Maputo – Sindy Mthimkhulu, Executive Secretary of the Incomati and Maputo Watercourse Commission, called on youth and women to take active roles in managing shared water resources at the REMCO 2025 conference. Her keynote, titled “Breaking Barriers and Driving Impact,” focused on the essential contributions of young people and women to sustainable water governance and climate adaptation.
Mthimkhulu said women and youth are frontline actors in water access, innovation, and decision-making. She identified structural and cultural barriers they face, including visibility gaps, tokenism, gatekeeping, and lack of resources, and stressed that both institutional reform and personal agency are needed to overcome them.
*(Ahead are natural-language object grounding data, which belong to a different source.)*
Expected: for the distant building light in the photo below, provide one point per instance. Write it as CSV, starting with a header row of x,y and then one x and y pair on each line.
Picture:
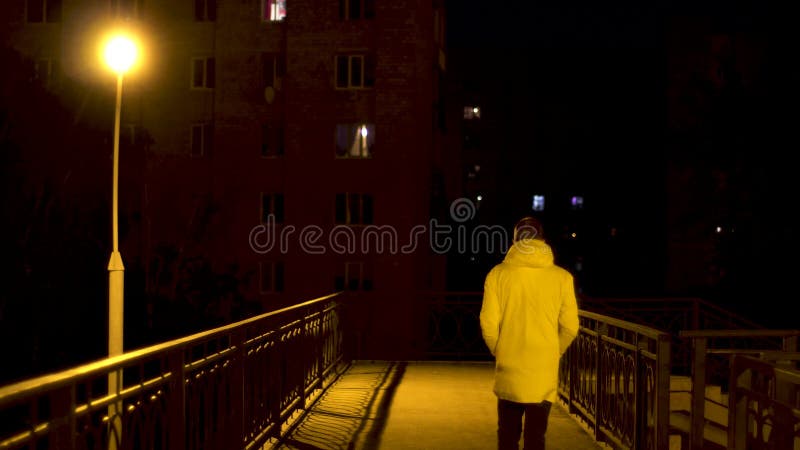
x,y
576,202
472,112
538,203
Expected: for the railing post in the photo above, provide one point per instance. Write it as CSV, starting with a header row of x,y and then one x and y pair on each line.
x,y
602,329
696,430
639,395
62,404
238,339
663,372
176,404
737,409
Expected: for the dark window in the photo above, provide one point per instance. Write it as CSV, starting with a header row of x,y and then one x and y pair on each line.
x,y
356,9
271,141
354,209
272,276
205,10
35,10
271,205
273,69
202,139
203,73
353,276
355,71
The keynote outlined leadership traits necessary for navigating complex shared watercourses, including integrity, resilience, systemic thinking, initiative, and communication. Mthimkhulu also detailed practical skills for emerging leaders such as governance literacy, data fluency, negotiation, and storytelling.
She introduced the BREAK Framework, a roadmap for young and female professionals to break systemic barriers and advance their careers. The framework encourages building skills, reaching networks, engaging platforms, advocating with evidence, and delivering tangible results.
Mthimkhulu urged institutions to translate commitments into action by funding paid internships and fellowships, granting real decision-making power, designing inclusive meetings, ensuring transparent recruitment, and tracking progress on representation. She encouraged participants to plug into basin forums, professional networks, practice arenas, and learning platforms, noting that small wins can lead to bigger opportunities.